毎年自由国民社の『現代用語の基礎知識』が選んでいる。今年は小泉首相の言葉が選ばれた。
「米百俵」
「聖域なき改革」
「恐れず怯まず捉われず」
「骨太の方針」
「ワイドショー内閣」
「改革の『痛み』」
「米百俵」は山本有三の同名小説に由来する。明治維新直後の旧長岡藩の人々が官軍との苛酷な戦闘で日々の糧にも窮していた。そこに支藩の旧三根山藩から百俵の米が届けられ、人々がこれに飛びつこうとしたが、大参事の小林虎三郎が「この百俵の米を資金として学校を作り、人を育てることが長岡藩にとって大切だ」と説いた話である。その結果、日本初の公立学校が長岡にできて、多くの俊英が育ったという。
こんな話は、じつはどうでもよろしい。「流行語大賞」
いったいこれはなんのために存在するのだろうか。第一回目の授賞は1984年である。この年の大賞を覚えている人がいるだろうか。
「オシンドローム」
NHKの「おしん」だ。日本人がすっかり感情移入して視聴率は驚異的に伸びた。ところでこの言葉を発明したのは雑誌『TIME』のジェーンジェーン・コンドンという記者である。今、この言葉を使う人はいない。記憶している人ももはやほとんどいないだろう。
1985年の大賞はどうか。
「分衆」
こんな言葉を使う人にお目にかかったことがない。日本人の価値感が多様化・個性化・分散化し、従来の均質的な「大衆」のかわりに生まれたのが「分衆」だという。
「ブンシュウ」
発音してみる。頭にどんな漢字が浮かぶか。
「文集」
これしかあるまい。
1987年の「表現賞」はこれだ。
「朝シャン」
なつかしい。なつかしいと同時に、はずかしい。当時は朝シャン用の洗面台が飛ぶように売れた。今はそんな話はさっぱり聞かない。「朝シャン」はどこに行ってしまったのか。
1988年の「大衆賞」を見てみよう。
「しょうゆ顔・ソース顔」
あったよな、たしかにあったよなと思う。だが今はすっかりすたれてしまった。由来が少年隊の東山紀之と錦織一清だということさえ、忘却の彼方に葬り去られている。

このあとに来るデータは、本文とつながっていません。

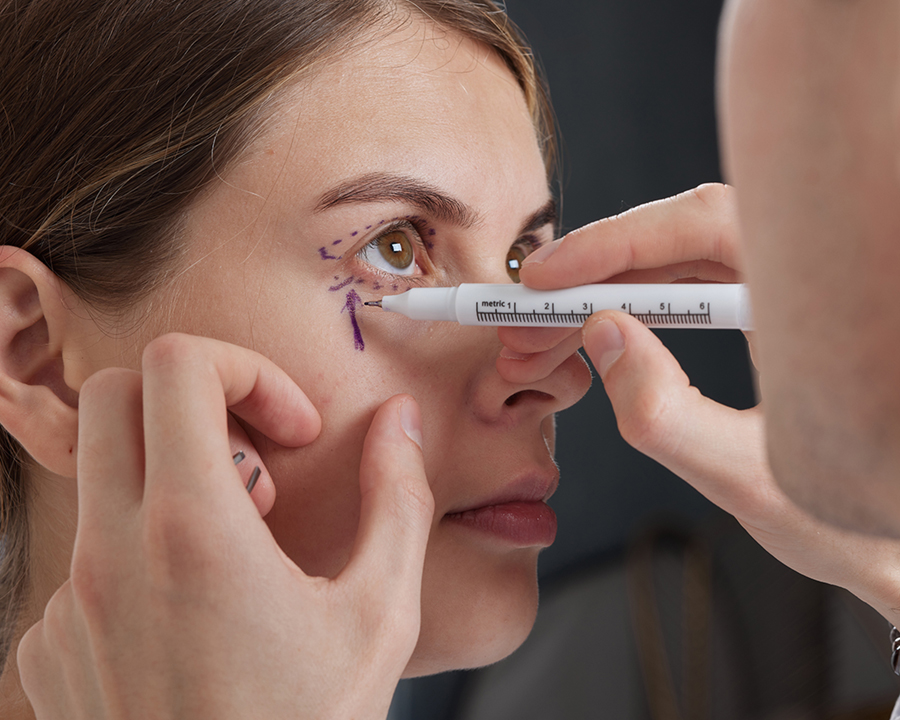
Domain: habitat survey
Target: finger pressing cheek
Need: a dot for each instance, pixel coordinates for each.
(250, 467)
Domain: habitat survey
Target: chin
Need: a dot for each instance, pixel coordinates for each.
(477, 608)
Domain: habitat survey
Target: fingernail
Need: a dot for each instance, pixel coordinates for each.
(411, 422)
(254, 476)
(604, 343)
(543, 253)
(513, 355)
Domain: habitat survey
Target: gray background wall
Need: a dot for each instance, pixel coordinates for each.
(632, 82)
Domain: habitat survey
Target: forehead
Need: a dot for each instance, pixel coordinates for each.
(416, 100)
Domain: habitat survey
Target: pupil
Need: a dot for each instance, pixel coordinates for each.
(396, 248)
(514, 259)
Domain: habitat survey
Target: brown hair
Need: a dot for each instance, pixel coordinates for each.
(115, 114)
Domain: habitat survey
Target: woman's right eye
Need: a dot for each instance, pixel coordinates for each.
(394, 253)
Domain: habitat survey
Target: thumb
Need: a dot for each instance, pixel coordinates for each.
(718, 450)
(397, 504)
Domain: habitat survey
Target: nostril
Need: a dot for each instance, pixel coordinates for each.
(518, 397)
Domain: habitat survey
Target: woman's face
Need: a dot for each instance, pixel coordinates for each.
(410, 162)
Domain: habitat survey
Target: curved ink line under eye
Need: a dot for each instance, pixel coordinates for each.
(413, 236)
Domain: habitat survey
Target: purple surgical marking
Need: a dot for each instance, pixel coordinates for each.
(354, 301)
(335, 288)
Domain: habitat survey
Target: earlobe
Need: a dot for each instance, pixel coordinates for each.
(36, 405)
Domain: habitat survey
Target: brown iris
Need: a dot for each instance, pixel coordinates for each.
(514, 259)
(397, 249)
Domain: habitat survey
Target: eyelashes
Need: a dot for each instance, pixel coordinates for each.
(396, 251)
(399, 251)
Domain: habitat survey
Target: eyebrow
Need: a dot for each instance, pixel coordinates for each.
(386, 187)
(547, 215)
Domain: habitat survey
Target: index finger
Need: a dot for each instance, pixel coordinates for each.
(697, 225)
(189, 383)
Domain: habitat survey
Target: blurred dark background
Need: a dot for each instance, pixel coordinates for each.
(632, 83)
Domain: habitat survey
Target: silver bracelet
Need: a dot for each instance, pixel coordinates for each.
(895, 650)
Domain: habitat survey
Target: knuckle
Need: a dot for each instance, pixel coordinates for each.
(89, 582)
(178, 554)
(392, 627)
(415, 499)
(650, 425)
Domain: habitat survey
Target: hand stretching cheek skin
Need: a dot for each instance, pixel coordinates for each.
(400, 132)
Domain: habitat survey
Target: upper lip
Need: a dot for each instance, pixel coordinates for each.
(532, 486)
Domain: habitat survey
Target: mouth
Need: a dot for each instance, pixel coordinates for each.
(518, 515)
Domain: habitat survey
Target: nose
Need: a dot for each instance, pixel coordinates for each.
(499, 400)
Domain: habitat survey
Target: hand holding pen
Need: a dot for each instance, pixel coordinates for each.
(718, 450)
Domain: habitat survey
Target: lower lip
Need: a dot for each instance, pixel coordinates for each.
(524, 524)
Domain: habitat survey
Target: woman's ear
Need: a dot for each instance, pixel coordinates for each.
(37, 407)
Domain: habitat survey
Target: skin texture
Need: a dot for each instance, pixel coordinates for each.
(720, 451)
(262, 266)
(808, 102)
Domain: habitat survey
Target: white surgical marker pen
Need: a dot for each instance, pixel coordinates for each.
(689, 305)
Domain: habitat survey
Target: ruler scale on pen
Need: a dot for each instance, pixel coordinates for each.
(711, 306)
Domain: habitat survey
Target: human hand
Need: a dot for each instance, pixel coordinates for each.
(718, 450)
(180, 603)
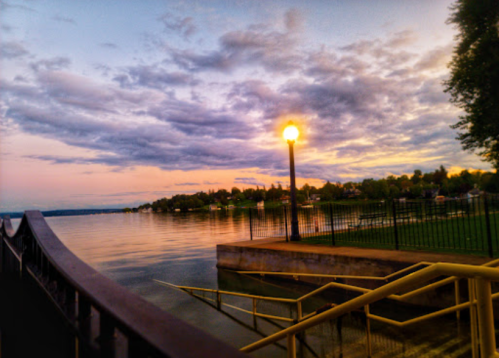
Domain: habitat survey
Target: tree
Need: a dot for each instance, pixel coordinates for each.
(440, 175)
(416, 178)
(473, 84)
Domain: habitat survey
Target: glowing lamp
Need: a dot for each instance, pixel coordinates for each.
(291, 132)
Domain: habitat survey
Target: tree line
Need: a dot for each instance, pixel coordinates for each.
(415, 186)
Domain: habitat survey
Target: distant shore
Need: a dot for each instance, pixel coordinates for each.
(73, 212)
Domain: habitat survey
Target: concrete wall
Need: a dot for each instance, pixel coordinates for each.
(252, 258)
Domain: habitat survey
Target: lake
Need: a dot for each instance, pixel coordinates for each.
(180, 248)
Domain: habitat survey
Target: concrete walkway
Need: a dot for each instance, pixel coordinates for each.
(404, 257)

比較的最近のものはどうだろう。1997年の大賞である。
「失楽園(する)」
こんな言葉が流行っていたのか。なんだか気が滅入る。
流行語の歴史をふりかえって気がついたことがある。
「すべて今は死語」
流行語大賞は死語予備軍だ。どれも瞬間最大風速のような言葉である。
「くれない族」
「千円バック」
「ネバカ」
「プッツン」
「ハナモク」
「カイワレ族」
「デューダする」
「イカ天」
「アッシーくん」
「ヤンママ」
「チョベリバ」
「たまごっち」
「だっちゅーの」
「カリスマ」
死屍累々である。
だが、ひとつだけ、今でも現役をつとめている言葉を見つけた。1992年の新語部門金賞だ。
「ほめ殺し」
いわゆる「佐川スキャンダル」を取材した『サンデー毎日』の小林泰一郎編集部員の造語である。
生き残る言葉には生命力がある。そんな言葉を生み出したいものである。